Signal detection in underwater sound using wavelets
成果类型:
Article
署名作者:
Bailey, TC; Sapatinas, T; Powell, KJ; Krzanowski, WJ
署名单位:
University of Exeter; University of Bristol
刊物名称:
JOURNAL OF THE AMERICAN STATISTICAL ASSOCIATION
ISSN/ISSBN:
0162-1459
DOI:
10.2307/2669604
发表日期:
1998
页码:
73-83
关键词:
orthonormal bases
Cross-validation
CLASSIFICATION
shrinkage
摘要:
This article considers the use of wavelet methods in relation to a common signal processing problem, that of detecting transient features in sound recordings that contain interference or distortion.
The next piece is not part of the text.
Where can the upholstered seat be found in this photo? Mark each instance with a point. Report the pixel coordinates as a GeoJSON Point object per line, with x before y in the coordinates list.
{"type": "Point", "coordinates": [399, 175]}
In this particular case, the data are various types of underwater sounds, and the objective is to detect intermittent departures (potential signals) from the background sound environment in the data (noise), where the latter may itself be evolving and changing over time. We develop an adaptive model of the background interference, using recursive density estimation of the joint distribution of certain summary features of its wavelet decomposition. Observations considered to be outliers from this density estimate at any time are then flagged as potential signals. The performance of our method is illustrated on artificial data, where a known signal is contaminated with simulated underwater noise using a range of different signal-to-noise ratios, and a baseline comparison is made with results obtained from a relatively unsophisticated, but commonly used, time-frequency approach. A similar comparison is then reported in relation to the more significant problem of detecting various types of dolphin sound in real conditions.